If the content type has changed since the form was last edited, you are prompted to confirm the update. Click Yes to confirm.
Edit and save the form.
Republish the form to make it available to users.
Content types may be based on other content types. When changes are made to a parent content type, those changes are not reflected automatically in child content types that derive from it unless those changes are explicitly pushed down to the derived content types. Pushing down the changes from a parent content type to its children means that the schema associated with each child is overwritten with the new schema defined in the parent. Because the DIP is stored as an embedded XML document within the content type schema, pushing down the schema also overwrites any custom DIP that may be associated with the child content type. Prevent this overwriting by marking the child content type as sealed. Sealed content types are not affected by push-down operations. To mark a content type as sealed, open the Site Content Type page from the Content Type gallery and click the Advanced Settings link. From the Site Content Type Advanced Settings page, select the Yes button in the Read Only section.
To enable support for metadata stored in custom file types, Windows SharePoint Services 3.0 provides a special framework for handling the transfer of data between any type of document and the document library in which it is stored. A document parser is a custom Common Object Model (COM) component that extracts data from a given document type and passes that data to SharePoint Server, which then promotes the data into columns of the document library. The document parser is also responsible for receiving data from SharePoint Server and demoting them into properties within the document. You configure a custom document parser by establishing an association between it and a given file type. This association is maintained in the DocParse.xml file, which is located in %systemDrive\Program Files\Common Files\Microsoft Shared\Web Server Extensions\12\CONFIG folder. The default associations are shown in Figure 10-2. To add a custom document parser, you can edit this file to include a reference to the PROGID or CLSID of the COM component that implements the document parser interface.
Figure 10-2: The DocParse.xml file maps file extensions to the PROGIDs of document parsers recognized by SharePoint Server.
It is important to understand how SharePoint Server parses metadata for documents that are associated with a content type. It may be the case that the content type associated with a document does not match the content types associated with the document library to which the document is being uploaded. This can happen if a document is checked out from one document library and then is uploaded to another one. Promoting and demoting a content type are explained as follows.
Promoting Promoting a content type onto a document library means that the content type is added to the collection of content types that the document library accepts.
Demoting Demoting a content type into a document means that the columns of the content type are added as metadata fields within the document properties.
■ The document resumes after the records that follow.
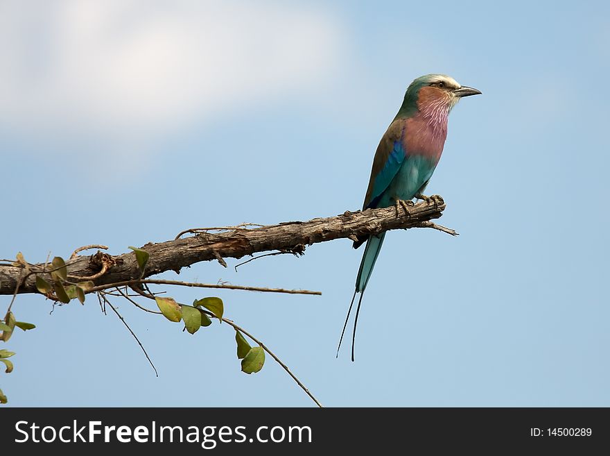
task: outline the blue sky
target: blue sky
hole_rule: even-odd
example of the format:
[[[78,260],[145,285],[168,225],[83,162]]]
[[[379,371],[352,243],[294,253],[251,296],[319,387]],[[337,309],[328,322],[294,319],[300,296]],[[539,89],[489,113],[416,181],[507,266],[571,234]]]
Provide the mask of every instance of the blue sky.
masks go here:
[[[325,405],[609,406],[609,30],[601,1],[3,2],[0,257],[358,209],[407,85],[445,73],[483,92],[452,112],[428,187],[460,236],[386,237],[355,363],[349,344],[335,358],[347,240],[164,275],[322,296],[168,294],[221,297]],[[191,337],[114,303],[158,378],[96,299],[50,314],[24,295],[37,328],[6,344],[10,404],[313,405],[270,359],[241,373],[228,326]]]

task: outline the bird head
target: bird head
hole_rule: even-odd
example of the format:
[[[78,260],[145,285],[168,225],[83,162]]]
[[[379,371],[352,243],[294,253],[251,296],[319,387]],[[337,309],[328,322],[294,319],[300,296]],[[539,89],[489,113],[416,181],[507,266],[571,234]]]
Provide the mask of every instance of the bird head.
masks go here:
[[[477,89],[461,85],[446,74],[426,74],[419,76],[409,85],[401,111],[403,114],[412,114],[430,105],[444,105],[448,111],[462,97],[480,93]]]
The basic rule of thumb is that SharePoint Server never promotes the content type from a document onto a document library, but instead attempts to demote the content type from the document library into the document before it is uploaded. The rules governing this process are as follows:
If the document is not associated with any content type, then SharePoint Server demotes the default list content type into the document.
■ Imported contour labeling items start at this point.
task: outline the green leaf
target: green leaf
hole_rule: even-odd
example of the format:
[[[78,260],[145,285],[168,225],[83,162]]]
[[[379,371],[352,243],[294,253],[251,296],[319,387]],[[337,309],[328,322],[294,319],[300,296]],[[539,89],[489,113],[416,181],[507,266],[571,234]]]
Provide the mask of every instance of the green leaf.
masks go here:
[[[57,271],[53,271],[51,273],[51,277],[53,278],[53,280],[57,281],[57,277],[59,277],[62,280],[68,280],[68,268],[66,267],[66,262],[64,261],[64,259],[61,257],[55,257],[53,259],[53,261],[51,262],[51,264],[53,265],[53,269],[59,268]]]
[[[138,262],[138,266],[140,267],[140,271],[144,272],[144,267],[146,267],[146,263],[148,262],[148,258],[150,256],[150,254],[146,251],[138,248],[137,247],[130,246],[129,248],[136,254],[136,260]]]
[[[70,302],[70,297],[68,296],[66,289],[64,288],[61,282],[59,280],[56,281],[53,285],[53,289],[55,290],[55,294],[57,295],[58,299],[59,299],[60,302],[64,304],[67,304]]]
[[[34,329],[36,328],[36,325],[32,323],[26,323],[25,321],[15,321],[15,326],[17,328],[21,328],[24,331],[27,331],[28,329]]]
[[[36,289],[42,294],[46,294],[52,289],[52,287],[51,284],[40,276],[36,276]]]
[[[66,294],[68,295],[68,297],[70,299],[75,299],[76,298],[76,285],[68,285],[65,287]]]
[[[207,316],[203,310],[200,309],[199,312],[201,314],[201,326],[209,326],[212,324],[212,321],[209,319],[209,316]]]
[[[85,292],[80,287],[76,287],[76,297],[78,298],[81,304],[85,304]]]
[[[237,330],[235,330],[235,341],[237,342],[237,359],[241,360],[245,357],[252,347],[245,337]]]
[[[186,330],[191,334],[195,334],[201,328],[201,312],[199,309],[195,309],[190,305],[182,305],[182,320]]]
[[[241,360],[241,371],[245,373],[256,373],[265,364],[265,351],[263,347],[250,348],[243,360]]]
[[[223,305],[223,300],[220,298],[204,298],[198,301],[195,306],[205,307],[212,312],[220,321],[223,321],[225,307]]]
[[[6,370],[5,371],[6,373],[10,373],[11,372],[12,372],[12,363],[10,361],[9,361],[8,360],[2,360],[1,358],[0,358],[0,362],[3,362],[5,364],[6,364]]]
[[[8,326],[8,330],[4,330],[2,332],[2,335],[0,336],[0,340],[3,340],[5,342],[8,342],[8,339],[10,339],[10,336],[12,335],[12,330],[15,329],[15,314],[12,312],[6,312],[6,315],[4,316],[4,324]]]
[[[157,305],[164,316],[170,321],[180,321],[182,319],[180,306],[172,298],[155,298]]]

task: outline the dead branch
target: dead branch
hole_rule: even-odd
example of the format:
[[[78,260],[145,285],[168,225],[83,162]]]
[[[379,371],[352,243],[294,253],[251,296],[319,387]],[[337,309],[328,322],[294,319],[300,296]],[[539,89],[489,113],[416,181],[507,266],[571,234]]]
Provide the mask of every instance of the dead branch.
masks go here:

If the document is associated with a content type, then SharePoint Server checks whether that content type is already associated with the document library. If it is, then SharePoint Server demotes the designated content type from the list into the document. If the content type definition has changed since the creation of the document, the new fields are added to the document properties.
If the content type is not already associated with the document library, then SharePoint Server checks whether the document library allows any content type to be uploaded. If it does, then the content type is left intact within the document. If not, SharePoint Server demotes the default list content type into the document.